Invité sur i24NEWS depuis Washington, Hussain Abdul-Hussain, chercheur à la Foundation for Defense of Democracies (FDD), a relativisé la portée du nouveau pacte entre l’Arabie saoudite, la Turquie et le Pakistan, estimant qu’il ne devrait pas modifier en profondeur les équilibres régionaux.
Selon lui, l’Iran ne considère pas cette alliance comme une menace sérieuse. Il souligne notamment que Téhéran continue d’entretenir des échanges diplomatiques avec les pays concernés et ne semble pas avoir modifié son comportement depuis l’annonce du pacte.
Même constat du côté de Washington. Pour Hussain Abdul-Hussain, les États-Unis ne voient pas dans cette initiative un nouvel outil stratégique susceptible de remplacer leurs propres alliances ou de peser concrètement sur des dossiers majeurs comme la sécurité du détroit d’Ormuz ou de Bab el-Mandeb.

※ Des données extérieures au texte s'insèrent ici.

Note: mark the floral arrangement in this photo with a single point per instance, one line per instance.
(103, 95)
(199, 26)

Le chercheur se montre particulièrement sceptique quant à la dimension opérationnelle de cet accord. Il cite les attaques des Houthis contre l’Arabie saoudite pour illustrer son propos : malgré l’existence de cette nouvelle coopération, aucune réaction collective significative n’aurait suivi. À ses yeux, cela démontre que le pacte reste pour l’instant davantage une « jolie photo » et une opération de relations publiques qu’une véritable alliance militaire.
Hussain Abdul-Hussain est également revenu sur le refus de l’Égypte de rejoindre cette initiative. Le Caire, explique-t-il, poursuit ses propres intérêts stratégiques en mer Rouge et ne souhaiterait pas s’engager dans un mécanisme de défense mutuelle dont l’efficacité reste incertaine.
Enfin, interrogé sur les conséquences pour Israël, le chercheur s’est voulu rassurant. Selon lui, Jérusalem doit continuer à surveiller la Turquie en tant que puissance régionale, mais le pacte en lui-même ne change pas fondamentalement les calculs stratégiques israéliens.